Jorge Posada's final curtain call.

Warning: Spoiler! (Click to show)
Spoiler [+]

The New York Yankees had a lot of veterans, but it was Jorge Posada's responsibility to nudge Orlando Hernandez, and the catcher would do this early in a game or before a game by saying something to offend El Duque. Basically, he picked a fight to get Hernandez's adrenaline going, to get him engaged in the moment at hand.

Posada sometimes did this in the dugout, or sometimes on the mound, and generally, Hernandez responded in the way Posada intended -- other than that time, perhaps, when Hernandez went after Posada with a sharp instrument in the trainer's room. (For the record: Nobody got hurt.)

Posada was the perfect person for this job because of his own stubbornness, a trait that fueled him through his remarkable ascent.

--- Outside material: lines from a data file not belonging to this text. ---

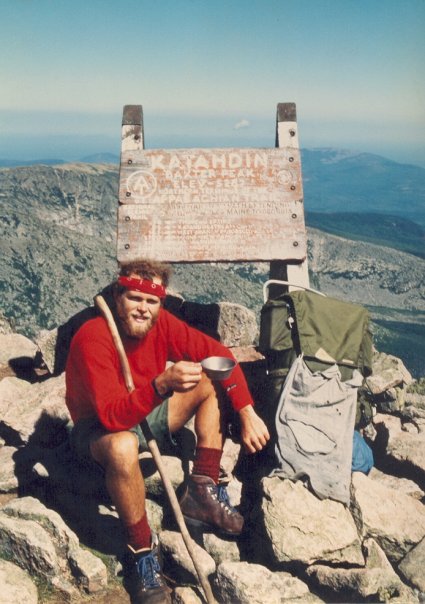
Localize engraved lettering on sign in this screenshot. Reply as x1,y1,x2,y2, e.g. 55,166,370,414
118,149,306,262
127,170,157,198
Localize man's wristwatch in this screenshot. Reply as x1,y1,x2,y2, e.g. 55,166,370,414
151,378,174,400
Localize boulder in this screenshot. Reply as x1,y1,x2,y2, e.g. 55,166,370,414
159,531,216,585
374,414,425,488
366,351,413,395
173,586,205,604
352,472,425,562
214,562,322,604
368,468,425,501
0,333,37,365
257,477,364,566
217,302,258,347
204,533,241,566
0,497,107,596
0,559,38,604
398,539,425,601
0,446,19,493
0,376,70,447
307,539,417,602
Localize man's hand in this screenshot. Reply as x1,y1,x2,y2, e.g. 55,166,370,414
239,405,270,453
155,361,202,394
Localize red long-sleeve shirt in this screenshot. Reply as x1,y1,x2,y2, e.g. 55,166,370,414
66,309,253,432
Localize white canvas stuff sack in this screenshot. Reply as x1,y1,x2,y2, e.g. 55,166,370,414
272,355,363,504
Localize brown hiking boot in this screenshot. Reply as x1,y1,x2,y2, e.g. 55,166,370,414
180,474,244,535
128,536,171,604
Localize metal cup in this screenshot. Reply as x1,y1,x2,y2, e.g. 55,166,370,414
201,357,236,381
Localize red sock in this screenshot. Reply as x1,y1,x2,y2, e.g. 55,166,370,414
192,447,222,484
125,514,151,552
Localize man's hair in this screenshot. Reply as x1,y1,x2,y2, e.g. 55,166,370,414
114,260,171,295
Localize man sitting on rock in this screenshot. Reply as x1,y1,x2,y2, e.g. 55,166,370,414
66,261,269,603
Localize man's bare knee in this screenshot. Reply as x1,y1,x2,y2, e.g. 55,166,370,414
90,431,139,469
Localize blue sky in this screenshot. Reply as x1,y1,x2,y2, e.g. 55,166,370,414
0,0,425,166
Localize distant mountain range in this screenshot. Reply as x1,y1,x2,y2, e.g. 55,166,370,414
0,149,425,377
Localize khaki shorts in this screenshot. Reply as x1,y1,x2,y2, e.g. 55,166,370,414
70,399,176,465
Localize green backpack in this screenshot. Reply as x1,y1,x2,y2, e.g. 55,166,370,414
259,290,372,427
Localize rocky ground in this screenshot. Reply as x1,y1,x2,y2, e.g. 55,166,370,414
0,307,425,604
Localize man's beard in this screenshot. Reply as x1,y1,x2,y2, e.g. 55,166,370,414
118,311,156,340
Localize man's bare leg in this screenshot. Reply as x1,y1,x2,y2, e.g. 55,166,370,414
168,376,243,536
168,368,224,450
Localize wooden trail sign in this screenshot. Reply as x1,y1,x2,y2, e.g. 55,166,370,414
117,103,307,288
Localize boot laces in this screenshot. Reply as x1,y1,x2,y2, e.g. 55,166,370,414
216,484,237,514
137,551,162,589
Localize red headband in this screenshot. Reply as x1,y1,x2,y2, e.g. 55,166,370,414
118,277,167,298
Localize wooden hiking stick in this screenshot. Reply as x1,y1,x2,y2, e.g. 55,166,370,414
94,295,216,604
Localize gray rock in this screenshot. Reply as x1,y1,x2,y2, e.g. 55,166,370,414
0,311,15,335
204,533,241,566
400,405,425,432
398,539,425,595
214,562,321,604
366,352,413,394
257,477,364,565
405,392,425,409
0,559,38,604
159,531,216,585
1,497,79,555
35,329,58,373
352,472,425,562
217,302,258,347
0,497,107,595
0,333,37,365
374,414,425,485
173,586,205,604
307,539,416,602
0,513,59,581
69,548,108,593
141,455,184,501
0,447,19,493
0,376,70,446
368,468,425,500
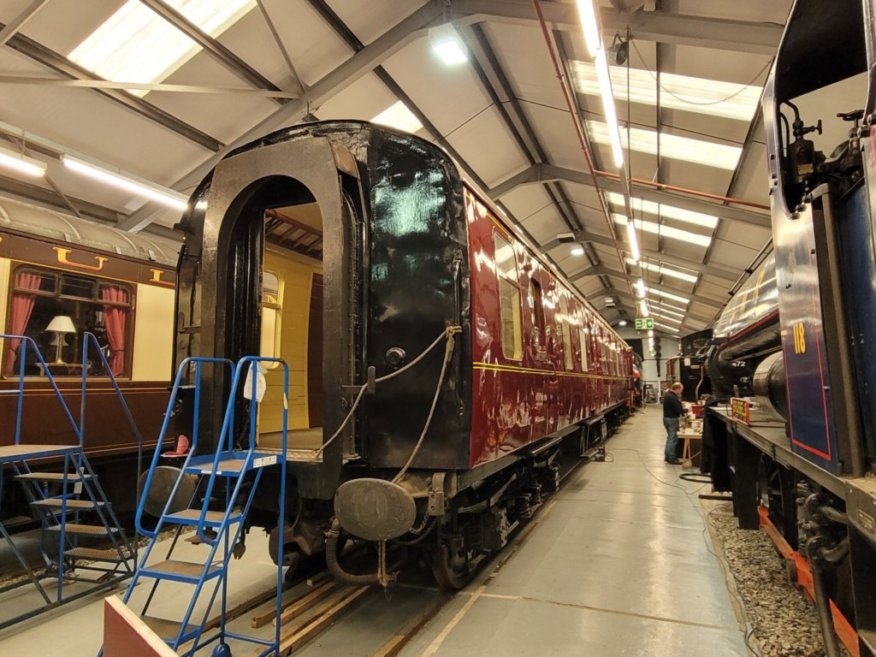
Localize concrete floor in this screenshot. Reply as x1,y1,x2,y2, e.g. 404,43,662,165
394,406,748,657
0,406,748,657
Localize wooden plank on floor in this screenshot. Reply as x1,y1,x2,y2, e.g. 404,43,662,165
103,595,176,657
272,586,372,653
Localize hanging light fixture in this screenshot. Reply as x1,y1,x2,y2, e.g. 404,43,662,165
0,147,47,178
61,153,188,210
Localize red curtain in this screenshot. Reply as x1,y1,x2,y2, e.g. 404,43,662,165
100,285,131,376
6,272,41,374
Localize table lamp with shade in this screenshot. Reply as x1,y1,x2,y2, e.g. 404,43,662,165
46,315,76,365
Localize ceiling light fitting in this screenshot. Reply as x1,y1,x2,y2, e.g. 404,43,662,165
0,147,47,178
639,299,651,317
429,23,468,66
371,100,423,133
61,153,188,210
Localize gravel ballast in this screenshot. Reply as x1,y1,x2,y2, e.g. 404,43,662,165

He went from a second baseman drafted in the 24th round to a catcher who played in 125 postseason games and served an integral role in four championships. He provided the Yankees with the rarest of weapons at his position -- a switch-hitter who had patience and power from both sides of the plate.

The Yankees were honored at City Hall after the 2000 World Series, and in the midst of that celebration, then-manager Joe Torre stood at the microphone, turned to Posada and asked him for the team mantra, and Posada lifted a fist and motioned. "We grind it!" he said.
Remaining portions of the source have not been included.